In September that year she was the housekeeper at Wivenhoe, an estate near Camden owned by a five-time premier of NSW, Sir Charles Cowper.
At that time she also married Wivenhoe's carpenter, Norman George De Vere Clifford.
The ceremony took place in the home of a minister in Camden under the Primitive Methodist rite.
Annie was a widow and Norman a widower.
Shortly afterwards they appear to have moved to Binalong near Yass where a daughter, Adah, was born in 1863 and a son, Charles, the following year.
The land on which Wivenhoe stood was originally granted to Charles's father, Reverend William Cowper.
It was he who had married George Mawbey and Ann Williams at St Phillips Church of England, Sydney, in July 1838.
Governor Lachlan Macquarie had granted Rev Cowper 600 acres near Camden on 23 August 1812.
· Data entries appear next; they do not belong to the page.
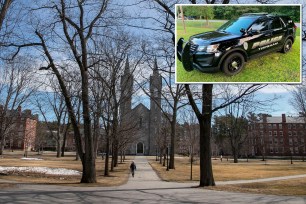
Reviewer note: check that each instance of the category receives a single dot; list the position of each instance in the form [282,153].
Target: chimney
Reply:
[283,118]
[28,112]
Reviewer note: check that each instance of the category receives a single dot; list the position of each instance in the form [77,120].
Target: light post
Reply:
[167,158]
[156,153]
[191,161]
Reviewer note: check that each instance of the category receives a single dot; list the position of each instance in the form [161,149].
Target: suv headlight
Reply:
[212,48]
[201,48]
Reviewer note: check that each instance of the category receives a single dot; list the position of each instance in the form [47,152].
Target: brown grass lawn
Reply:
[254,169]
[118,177]
[294,187]
[227,170]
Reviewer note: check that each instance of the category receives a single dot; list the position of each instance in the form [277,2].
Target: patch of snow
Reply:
[42,170]
[27,158]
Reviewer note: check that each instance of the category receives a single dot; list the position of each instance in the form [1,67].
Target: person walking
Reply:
[133,168]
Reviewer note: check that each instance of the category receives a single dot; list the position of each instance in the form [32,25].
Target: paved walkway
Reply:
[145,187]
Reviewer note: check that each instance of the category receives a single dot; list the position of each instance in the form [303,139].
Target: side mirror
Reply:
[243,31]
[255,32]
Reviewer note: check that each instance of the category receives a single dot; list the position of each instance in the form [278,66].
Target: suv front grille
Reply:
[193,48]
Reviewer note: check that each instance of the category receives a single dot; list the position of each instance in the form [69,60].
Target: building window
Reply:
[295,141]
[140,122]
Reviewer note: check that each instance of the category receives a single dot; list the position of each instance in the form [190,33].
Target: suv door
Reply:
[260,33]
[278,32]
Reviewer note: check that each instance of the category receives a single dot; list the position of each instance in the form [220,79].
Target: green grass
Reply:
[273,67]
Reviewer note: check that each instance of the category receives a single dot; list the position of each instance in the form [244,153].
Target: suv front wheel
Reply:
[233,64]
[287,46]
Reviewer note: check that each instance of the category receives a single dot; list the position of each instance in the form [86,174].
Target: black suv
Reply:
[237,41]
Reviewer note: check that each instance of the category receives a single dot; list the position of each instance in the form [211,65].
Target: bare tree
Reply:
[16,87]
[204,117]
[54,101]
[4,7]
[75,30]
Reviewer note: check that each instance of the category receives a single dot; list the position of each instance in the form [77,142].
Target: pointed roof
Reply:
[141,106]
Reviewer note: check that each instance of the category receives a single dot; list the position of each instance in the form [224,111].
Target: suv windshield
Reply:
[234,26]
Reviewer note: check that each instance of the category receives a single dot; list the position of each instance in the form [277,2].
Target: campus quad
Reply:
[229,47]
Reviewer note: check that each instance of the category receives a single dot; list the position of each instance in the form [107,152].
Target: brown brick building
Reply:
[21,129]
[277,136]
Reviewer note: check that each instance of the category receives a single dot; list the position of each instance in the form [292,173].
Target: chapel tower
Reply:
[155,108]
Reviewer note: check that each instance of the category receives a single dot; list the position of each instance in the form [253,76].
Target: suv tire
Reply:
[287,46]
[233,64]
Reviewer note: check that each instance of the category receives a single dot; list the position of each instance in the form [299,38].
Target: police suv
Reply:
[237,41]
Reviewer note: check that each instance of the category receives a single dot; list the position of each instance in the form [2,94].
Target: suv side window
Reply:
[260,25]
[276,24]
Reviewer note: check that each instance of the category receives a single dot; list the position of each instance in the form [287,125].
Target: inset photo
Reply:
[238,44]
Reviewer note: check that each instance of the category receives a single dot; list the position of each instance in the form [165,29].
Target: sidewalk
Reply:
[145,187]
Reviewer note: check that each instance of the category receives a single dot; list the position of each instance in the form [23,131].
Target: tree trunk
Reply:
[5,7]
[2,141]
[160,157]
[235,155]
[112,162]
[173,123]
[64,140]
[88,158]
[106,169]
[206,173]
[58,148]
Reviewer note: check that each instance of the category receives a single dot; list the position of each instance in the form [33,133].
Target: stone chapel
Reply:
[145,122]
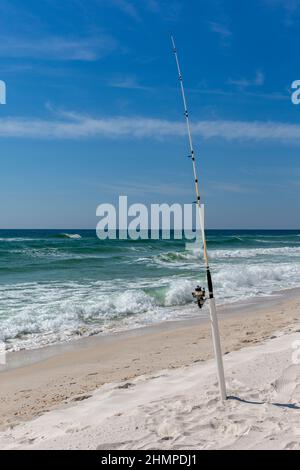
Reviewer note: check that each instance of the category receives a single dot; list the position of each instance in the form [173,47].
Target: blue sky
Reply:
[93,109]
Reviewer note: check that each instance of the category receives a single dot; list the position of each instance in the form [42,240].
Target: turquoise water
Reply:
[57,286]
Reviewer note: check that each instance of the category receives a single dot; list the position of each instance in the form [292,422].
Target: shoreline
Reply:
[70,373]
[25,357]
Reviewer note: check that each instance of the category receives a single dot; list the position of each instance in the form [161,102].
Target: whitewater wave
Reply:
[72,236]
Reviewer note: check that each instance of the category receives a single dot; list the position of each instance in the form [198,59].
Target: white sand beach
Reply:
[175,404]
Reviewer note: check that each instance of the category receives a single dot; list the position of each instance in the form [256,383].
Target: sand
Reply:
[156,388]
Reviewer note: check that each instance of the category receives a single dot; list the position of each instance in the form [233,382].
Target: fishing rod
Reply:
[212,302]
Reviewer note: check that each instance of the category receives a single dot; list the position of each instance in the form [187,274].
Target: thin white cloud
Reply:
[68,125]
[243,83]
[58,48]
[127,83]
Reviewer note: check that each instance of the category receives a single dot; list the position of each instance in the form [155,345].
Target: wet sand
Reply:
[60,376]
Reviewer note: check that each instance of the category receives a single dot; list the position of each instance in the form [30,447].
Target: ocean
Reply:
[60,285]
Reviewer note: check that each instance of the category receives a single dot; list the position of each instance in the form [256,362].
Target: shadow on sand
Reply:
[280,405]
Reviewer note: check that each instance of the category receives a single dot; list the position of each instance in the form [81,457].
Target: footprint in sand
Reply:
[287,387]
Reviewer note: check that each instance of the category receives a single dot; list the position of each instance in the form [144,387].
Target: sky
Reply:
[94,111]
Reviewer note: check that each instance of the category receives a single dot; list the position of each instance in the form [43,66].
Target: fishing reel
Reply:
[199,296]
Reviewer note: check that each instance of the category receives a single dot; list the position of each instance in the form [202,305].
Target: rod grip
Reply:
[209,284]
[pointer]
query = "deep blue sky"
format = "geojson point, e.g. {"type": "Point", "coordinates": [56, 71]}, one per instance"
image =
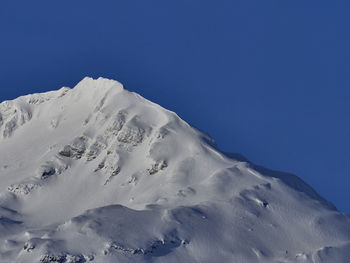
{"type": "Point", "coordinates": [268, 79]}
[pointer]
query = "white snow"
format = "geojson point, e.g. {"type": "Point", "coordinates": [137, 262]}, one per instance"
{"type": "Point", "coordinates": [99, 174]}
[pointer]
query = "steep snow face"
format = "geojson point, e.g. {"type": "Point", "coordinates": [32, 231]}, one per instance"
{"type": "Point", "coordinates": [100, 174]}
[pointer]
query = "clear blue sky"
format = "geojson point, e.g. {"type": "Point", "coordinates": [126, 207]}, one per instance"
{"type": "Point", "coordinates": [268, 79]}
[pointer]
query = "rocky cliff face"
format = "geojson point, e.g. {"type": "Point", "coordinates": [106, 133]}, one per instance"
{"type": "Point", "coordinates": [100, 174]}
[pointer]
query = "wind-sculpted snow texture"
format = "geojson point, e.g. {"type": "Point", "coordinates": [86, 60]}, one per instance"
{"type": "Point", "coordinates": [100, 174]}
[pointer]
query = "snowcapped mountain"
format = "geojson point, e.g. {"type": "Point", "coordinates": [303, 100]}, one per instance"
{"type": "Point", "coordinates": [99, 174]}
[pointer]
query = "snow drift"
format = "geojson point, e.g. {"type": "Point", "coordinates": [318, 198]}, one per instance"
{"type": "Point", "coordinates": [99, 174]}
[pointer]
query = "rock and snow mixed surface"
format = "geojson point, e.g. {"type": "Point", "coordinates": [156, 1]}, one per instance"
{"type": "Point", "coordinates": [100, 174]}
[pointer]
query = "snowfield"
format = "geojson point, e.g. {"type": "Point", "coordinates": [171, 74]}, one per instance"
{"type": "Point", "coordinates": [99, 174]}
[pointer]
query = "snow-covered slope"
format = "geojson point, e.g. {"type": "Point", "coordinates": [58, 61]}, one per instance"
{"type": "Point", "coordinates": [100, 174]}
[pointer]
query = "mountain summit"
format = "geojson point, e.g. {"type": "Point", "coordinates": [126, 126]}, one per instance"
{"type": "Point", "coordinates": [99, 174]}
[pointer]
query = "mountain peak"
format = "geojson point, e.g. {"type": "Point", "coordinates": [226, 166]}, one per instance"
{"type": "Point", "coordinates": [98, 173]}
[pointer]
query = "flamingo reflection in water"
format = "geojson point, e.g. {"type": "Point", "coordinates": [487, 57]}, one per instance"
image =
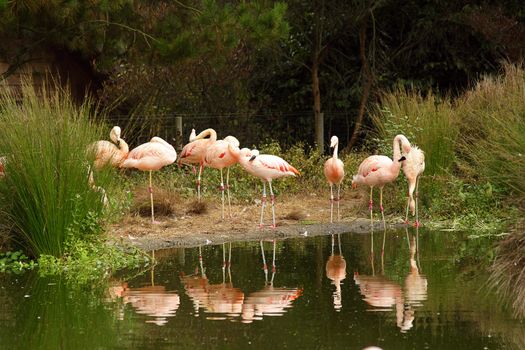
{"type": "Point", "coordinates": [384, 294]}
{"type": "Point", "coordinates": [152, 300]}
{"type": "Point", "coordinates": [269, 301]}
{"type": "Point", "coordinates": [220, 301]}
{"type": "Point", "coordinates": [336, 271]}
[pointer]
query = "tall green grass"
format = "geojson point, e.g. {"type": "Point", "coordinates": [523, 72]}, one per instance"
{"type": "Point", "coordinates": [493, 129]}
{"type": "Point", "coordinates": [428, 121]}
{"type": "Point", "coordinates": [44, 136]}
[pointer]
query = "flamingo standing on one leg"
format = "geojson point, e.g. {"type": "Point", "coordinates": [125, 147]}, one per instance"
{"type": "Point", "coordinates": [195, 152]}
{"type": "Point", "coordinates": [266, 167]}
{"type": "Point", "coordinates": [334, 172]}
{"type": "Point", "coordinates": [113, 153]}
{"type": "Point", "coordinates": [380, 170]}
{"type": "Point", "coordinates": [218, 156]}
{"type": "Point", "coordinates": [2, 165]}
{"type": "Point", "coordinates": [413, 167]}
{"type": "Point", "coordinates": [151, 156]}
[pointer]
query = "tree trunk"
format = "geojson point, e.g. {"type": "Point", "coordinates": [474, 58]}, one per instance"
{"type": "Point", "coordinates": [367, 86]}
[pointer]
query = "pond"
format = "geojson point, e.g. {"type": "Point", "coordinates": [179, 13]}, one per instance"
{"type": "Point", "coordinates": [324, 292]}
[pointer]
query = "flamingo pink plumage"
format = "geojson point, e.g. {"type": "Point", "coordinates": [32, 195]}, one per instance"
{"type": "Point", "coordinates": [195, 152]}
{"type": "Point", "coordinates": [413, 167]}
{"type": "Point", "coordinates": [266, 167]}
{"type": "Point", "coordinates": [151, 156]}
{"type": "Point", "coordinates": [218, 156]}
{"type": "Point", "coordinates": [112, 153]}
{"type": "Point", "coordinates": [334, 172]}
{"type": "Point", "coordinates": [380, 170]}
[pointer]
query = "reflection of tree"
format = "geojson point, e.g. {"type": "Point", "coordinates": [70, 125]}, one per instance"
{"type": "Point", "coordinates": [384, 294]}
{"type": "Point", "coordinates": [270, 300]}
{"type": "Point", "coordinates": [336, 271]}
{"type": "Point", "coordinates": [58, 314]}
{"type": "Point", "coordinates": [508, 271]}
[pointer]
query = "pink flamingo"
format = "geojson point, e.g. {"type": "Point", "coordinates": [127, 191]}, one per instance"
{"type": "Point", "coordinates": [413, 167]}
{"type": "Point", "coordinates": [334, 172]}
{"type": "Point", "coordinates": [266, 167]}
{"type": "Point", "coordinates": [195, 152]}
{"type": "Point", "coordinates": [151, 156]}
{"type": "Point", "coordinates": [218, 156]}
{"type": "Point", "coordinates": [380, 170]}
{"type": "Point", "coordinates": [112, 153]}
{"type": "Point", "coordinates": [2, 165]}
{"type": "Point", "coordinates": [336, 271]}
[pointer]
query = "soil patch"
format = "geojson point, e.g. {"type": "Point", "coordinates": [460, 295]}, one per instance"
{"type": "Point", "coordinates": [297, 216]}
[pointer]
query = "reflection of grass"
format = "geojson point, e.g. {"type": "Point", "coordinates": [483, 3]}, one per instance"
{"type": "Point", "coordinates": [508, 270]}
{"type": "Point", "coordinates": [309, 222]}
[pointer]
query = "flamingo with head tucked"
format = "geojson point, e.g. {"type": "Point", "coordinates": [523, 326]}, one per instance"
{"type": "Point", "coordinates": [266, 167]}
{"type": "Point", "coordinates": [380, 170]}
{"type": "Point", "coordinates": [218, 156]}
{"type": "Point", "coordinates": [334, 172]}
{"type": "Point", "coordinates": [195, 152]}
{"type": "Point", "coordinates": [151, 156]}
{"type": "Point", "coordinates": [112, 153]}
{"type": "Point", "coordinates": [413, 167]}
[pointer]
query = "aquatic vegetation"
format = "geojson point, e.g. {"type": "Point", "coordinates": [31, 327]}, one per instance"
{"type": "Point", "coordinates": [93, 259]}
{"type": "Point", "coordinates": [15, 262]}
{"type": "Point", "coordinates": [44, 137]}
{"type": "Point", "coordinates": [508, 271]}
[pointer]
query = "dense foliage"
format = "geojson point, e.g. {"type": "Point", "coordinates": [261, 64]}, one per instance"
{"type": "Point", "coordinates": [265, 62]}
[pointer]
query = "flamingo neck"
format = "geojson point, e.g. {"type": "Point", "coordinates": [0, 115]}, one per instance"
{"type": "Point", "coordinates": [208, 132]}
{"type": "Point", "coordinates": [123, 146]}
{"type": "Point", "coordinates": [336, 147]}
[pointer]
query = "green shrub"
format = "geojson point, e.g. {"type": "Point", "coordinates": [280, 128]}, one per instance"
{"type": "Point", "coordinates": [44, 136]}
{"type": "Point", "coordinates": [427, 121]}
{"type": "Point", "coordinates": [493, 129]}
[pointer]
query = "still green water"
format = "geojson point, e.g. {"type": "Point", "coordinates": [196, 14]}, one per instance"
{"type": "Point", "coordinates": [323, 293]}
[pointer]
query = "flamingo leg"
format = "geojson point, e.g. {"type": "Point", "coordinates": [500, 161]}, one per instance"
{"type": "Point", "coordinates": [150, 189]}
{"type": "Point", "coordinates": [228, 192]}
{"type": "Point", "coordinates": [230, 261]}
{"type": "Point", "coordinates": [406, 216]}
{"type": "Point", "coordinates": [274, 269]}
{"type": "Point", "coordinates": [331, 203]}
{"type": "Point", "coordinates": [201, 166]}
{"type": "Point", "coordinates": [417, 197]}
{"type": "Point", "coordinates": [265, 267]}
{"type": "Point", "coordinates": [222, 195]}
{"type": "Point", "coordinates": [338, 199]}
{"type": "Point", "coordinates": [223, 263]}
{"type": "Point", "coordinates": [272, 199]}
{"type": "Point", "coordinates": [263, 204]}
{"type": "Point", "coordinates": [370, 204]}
{"type": "Point", "coordinates": [381, 207]}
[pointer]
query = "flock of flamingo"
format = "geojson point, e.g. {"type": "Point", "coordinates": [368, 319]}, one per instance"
{"type": "Point", "coordinates": [205, 150]}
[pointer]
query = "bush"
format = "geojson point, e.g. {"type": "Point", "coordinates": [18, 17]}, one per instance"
{"type": "Point", "coordinates": [427, 121]}
{"type": "Point", "coordinates": [44, 136]}
{"type": "Point", "coordinates": [493, 130]}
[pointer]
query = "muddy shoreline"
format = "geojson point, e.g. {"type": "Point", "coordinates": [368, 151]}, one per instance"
{"type": "Point", "coordinates": [175, 239]}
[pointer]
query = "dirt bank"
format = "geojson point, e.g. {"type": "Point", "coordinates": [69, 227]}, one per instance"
{"type": "Point", "coordinates": [298, 216]}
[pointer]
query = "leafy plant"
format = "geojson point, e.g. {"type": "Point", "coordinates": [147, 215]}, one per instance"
{"type": "Point", "coordinates": [44, 137]}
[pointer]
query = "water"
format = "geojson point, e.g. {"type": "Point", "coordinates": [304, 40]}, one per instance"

In 1836, his third son Charles began building a house there named Wivenhoe after the village in Essex, England where he wife Eliza Sutton had come from.
The house, along with its vineyard that produced celebrated wines, was placed on the market in 1866.
Wivenhoe, which is now owned by the Catholic Church, is open on the first Sunday of each month, except January, with guided tours from 10am-3pm.
The 200th anniversary of the land grant was celebrated on 23 August 2012 and a memorial plaque placed inside the house.